沖縄のアメリカ軍普天間基地の移設先となっている名護市辺野古沖の地盤の改良工事をめぐり、工事を承認するよう命じた判決を不服として沖縄県は、27日最高裁判所に上告しました。一方、国は、県に代わって工事を承認する「代執行」を28日行うことを決め手続きを進めています。

普天間基地の移設先となっている名護市辺野古沖の軟弱地盤の改良工事をめぐり、福岡高等裁判所那覇支部は今月20日「工事の申請を承認せずに放置することは社会公共の利益を侵害する」などとして、沖縄県に対し工事を承認するよう命じました。

この判決を不服として沖縄県は上告期限の27日、最高裁に上告しました。

上告について、玉城知事は27日、会見を開き「判決は、代執行以外にとり得る方法について国と県との対話を通じた抜本的解決を付言しながら、代執行の要件の判断に何ら反映していない。判決の問題点を明らかにし、多くの県民の願いを訴えることで判決の破棄を求めていく」と述べました。
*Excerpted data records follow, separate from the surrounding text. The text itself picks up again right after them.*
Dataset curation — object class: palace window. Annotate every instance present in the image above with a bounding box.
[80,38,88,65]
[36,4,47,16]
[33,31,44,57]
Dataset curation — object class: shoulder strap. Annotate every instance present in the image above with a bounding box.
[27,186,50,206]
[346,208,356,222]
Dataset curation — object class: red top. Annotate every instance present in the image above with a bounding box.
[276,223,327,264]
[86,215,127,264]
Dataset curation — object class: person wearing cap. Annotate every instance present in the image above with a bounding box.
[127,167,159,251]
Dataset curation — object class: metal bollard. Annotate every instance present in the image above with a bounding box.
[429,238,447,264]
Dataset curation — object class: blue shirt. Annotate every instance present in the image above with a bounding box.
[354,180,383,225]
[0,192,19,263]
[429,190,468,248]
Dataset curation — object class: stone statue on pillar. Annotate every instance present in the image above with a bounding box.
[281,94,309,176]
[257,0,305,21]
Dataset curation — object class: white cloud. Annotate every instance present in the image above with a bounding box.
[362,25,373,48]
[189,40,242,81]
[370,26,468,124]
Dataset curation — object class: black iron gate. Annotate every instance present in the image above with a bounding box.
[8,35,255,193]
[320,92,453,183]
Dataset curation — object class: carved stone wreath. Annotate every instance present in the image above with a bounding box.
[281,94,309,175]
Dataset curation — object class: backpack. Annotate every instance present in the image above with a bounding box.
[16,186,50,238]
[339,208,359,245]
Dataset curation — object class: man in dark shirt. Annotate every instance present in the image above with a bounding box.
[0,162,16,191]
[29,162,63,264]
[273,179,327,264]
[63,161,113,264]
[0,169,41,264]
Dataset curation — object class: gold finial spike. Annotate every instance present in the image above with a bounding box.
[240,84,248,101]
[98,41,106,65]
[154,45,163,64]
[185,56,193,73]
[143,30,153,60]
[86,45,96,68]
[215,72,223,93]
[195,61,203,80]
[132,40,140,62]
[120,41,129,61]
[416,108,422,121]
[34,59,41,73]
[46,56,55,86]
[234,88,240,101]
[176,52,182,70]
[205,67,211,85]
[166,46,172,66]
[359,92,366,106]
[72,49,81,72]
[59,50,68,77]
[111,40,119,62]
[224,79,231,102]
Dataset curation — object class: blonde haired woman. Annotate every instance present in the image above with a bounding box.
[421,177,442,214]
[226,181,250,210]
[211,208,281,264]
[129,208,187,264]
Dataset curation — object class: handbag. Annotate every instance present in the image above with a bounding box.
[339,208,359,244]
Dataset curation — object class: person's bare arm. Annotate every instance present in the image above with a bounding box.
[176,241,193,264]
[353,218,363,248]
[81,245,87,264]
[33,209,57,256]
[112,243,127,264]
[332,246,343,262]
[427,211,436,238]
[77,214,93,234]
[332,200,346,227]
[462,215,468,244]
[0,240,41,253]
一方、判決を受けて、斉藤国土交通大臣は工事を承認する「代執行」を28日行うことを決め通知をすでに沖縄県に送っています。

最高裁で県側が勝訴するまで「代執行」を止める効力はなく、防衛省は、来月中旬に軟弱地盤のある大浦湾側での工事に着手する方向で調整を進めています。

「代執行」あす正午ごろまでに行われることに

アメリカ軍普天間基地の移設先となっている名護市辺野古沖の地盤の改良工事について、沖縄県によりますと、27日午前11時前、国土交通省から県に代わって工事を承認する「代執行」を行うことを通知する文書が届いたということです。

文書には、沖縄防衛局が改良工事の設計変更の承認を沖縄県に求めている申請について、国土交通省で代わりに承認する書類を作成し、28日、午前9時半ごろから正午ごろまでの間に、沖縄防衛局の職員に交付するなどと記載されています。
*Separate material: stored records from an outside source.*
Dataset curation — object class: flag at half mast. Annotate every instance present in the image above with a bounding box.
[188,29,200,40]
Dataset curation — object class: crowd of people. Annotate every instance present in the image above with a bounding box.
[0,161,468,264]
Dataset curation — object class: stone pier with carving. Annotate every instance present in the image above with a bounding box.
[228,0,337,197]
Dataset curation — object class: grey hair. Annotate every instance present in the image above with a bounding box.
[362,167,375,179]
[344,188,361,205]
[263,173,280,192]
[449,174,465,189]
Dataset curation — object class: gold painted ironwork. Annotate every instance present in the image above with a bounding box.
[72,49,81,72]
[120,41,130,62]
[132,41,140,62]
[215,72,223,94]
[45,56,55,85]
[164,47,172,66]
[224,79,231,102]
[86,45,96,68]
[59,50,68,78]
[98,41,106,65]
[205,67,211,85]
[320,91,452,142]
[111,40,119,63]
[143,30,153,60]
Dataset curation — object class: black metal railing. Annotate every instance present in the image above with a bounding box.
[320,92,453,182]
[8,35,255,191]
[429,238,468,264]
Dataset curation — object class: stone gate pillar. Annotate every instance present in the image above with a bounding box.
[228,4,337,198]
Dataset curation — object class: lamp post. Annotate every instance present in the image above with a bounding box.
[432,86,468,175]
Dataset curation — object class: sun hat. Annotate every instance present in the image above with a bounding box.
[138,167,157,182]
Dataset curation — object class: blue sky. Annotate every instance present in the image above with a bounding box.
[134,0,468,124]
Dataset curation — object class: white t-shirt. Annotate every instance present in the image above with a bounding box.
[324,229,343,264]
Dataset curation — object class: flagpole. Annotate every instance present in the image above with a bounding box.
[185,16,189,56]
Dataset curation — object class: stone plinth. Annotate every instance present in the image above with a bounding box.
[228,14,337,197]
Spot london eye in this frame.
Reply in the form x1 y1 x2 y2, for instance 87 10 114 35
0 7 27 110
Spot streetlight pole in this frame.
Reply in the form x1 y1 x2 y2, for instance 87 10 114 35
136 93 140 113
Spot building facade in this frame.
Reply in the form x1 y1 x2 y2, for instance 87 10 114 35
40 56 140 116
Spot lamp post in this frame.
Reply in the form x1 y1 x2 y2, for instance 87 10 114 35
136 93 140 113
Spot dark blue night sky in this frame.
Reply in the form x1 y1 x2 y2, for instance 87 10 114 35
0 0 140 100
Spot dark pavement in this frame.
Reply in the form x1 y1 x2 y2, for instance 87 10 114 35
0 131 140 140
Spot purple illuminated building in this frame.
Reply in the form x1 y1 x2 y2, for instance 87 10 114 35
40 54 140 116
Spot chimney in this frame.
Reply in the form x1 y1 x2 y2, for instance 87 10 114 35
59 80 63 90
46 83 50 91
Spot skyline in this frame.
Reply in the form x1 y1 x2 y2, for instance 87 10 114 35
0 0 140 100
地方自治法に基づく国の初めての「代執行」は、28日の正午ごろまでに行われることになりました。

上告について 那覇市の人たちは

沖縄県が27日上告したことについて那覇市では、さまざまな声が聞かれました。

80代の女性は「上告しても結果は変わらないかもしれないと諦めの気持ちもあるが、知事には県民の意見を聞いたうえで最後までがんばってほしい」と話していました。
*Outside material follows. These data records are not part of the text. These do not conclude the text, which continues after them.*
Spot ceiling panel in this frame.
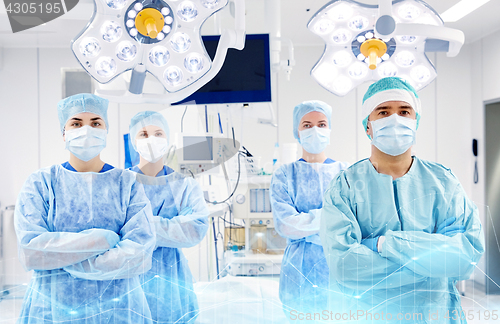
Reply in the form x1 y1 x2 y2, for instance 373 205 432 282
0 0 500 47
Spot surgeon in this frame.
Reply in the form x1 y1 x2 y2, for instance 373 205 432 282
130 111 209 323
15 94 155 324
270 101 348 320
321 77 484 323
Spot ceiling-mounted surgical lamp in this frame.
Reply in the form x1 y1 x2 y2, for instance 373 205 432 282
308 0 465 96
71 0 245 103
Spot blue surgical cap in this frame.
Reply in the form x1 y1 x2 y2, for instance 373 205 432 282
57 93 109 134
361 77 422 131
293 100 332 140
129 110 170 148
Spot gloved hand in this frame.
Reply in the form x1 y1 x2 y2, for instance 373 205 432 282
179 207 193 216
361 236 379 252
436 217 465 237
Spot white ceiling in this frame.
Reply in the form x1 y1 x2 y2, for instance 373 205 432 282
0 0 500 47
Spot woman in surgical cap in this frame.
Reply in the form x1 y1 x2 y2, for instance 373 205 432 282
271 101 348 319
15 94 155 324
130 111 209 323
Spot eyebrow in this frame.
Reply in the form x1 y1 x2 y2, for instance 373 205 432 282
375 105 413 111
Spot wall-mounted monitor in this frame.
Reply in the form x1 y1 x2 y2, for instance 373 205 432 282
174 34 271 105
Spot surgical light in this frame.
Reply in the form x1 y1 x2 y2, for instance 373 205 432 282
80 37 101 57
149 46 170 67
95 56 116 77
72 0 245 103
116 41 137 62
308 0 464 96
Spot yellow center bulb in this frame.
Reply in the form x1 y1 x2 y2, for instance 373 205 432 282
360 38 387 70
135 8 165 39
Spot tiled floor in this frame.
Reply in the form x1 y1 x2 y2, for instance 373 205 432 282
0 281 500 324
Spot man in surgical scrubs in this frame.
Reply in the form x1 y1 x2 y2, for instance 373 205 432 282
320 77 484 324
15 94 155 324
130 111 209 324
270 101 348 323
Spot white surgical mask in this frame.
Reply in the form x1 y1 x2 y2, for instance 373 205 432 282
371 114 417 156
299 126 332 154
65 126 107 162
136 136 168 163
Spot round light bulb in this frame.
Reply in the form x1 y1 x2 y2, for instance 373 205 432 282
163 66 182 85
101 21 122 43
95 56 116 77
149 46 170 67
134 2 143 11
116 41 137 62
80 37 101 57
348 16 370 31
106 0 127 10
332 29 352 44
161 7 170 16
127 10 137 19
177 1 198 22
184 53 205 73
162 26 172 34
170 33 191 53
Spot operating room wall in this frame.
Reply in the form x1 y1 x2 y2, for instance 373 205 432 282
0 39 480 284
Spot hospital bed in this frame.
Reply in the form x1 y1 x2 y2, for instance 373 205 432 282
194 275 288 324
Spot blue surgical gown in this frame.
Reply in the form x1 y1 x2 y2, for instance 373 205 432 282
321 157 484 323
270 159 347 313
15 163 155 324
132 166 209 323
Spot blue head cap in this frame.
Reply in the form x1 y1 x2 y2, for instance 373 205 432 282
293 100 332 140
361 77 422 135
129 110 170 149
57 93 109 134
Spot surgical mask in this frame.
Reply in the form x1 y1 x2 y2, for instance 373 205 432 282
65 126 107 162
136 136 168 163
299 126 332 154
371 114 417 156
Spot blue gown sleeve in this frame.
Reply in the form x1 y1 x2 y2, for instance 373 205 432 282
153 178 210 248
320 173 426 291
381 184 484 280
63 180 156 280
14 171 120 271
270 169 321 240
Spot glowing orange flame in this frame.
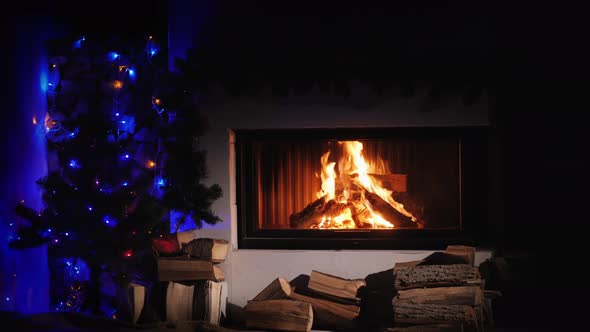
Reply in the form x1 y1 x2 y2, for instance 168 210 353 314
312 141 416 229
20代の女性は「知事の意見がぶれるのはよくないと思うが、そういう意味では一貫していると思う。結果がどっちになるとしても基地の近くに住んでいる人は困るので、いまある基地をどうするのか早く決めてもらいたい」と話していました。

また、60代の男性は「知事の心情を考えると上告するしかなかったんだと思う。沖縄はこれまでも基地を負担してきたので、国には沖縄以外の選択肢も考えてほしいし別の県の人たちにもこの問題を考えてもらいたい」と話していました。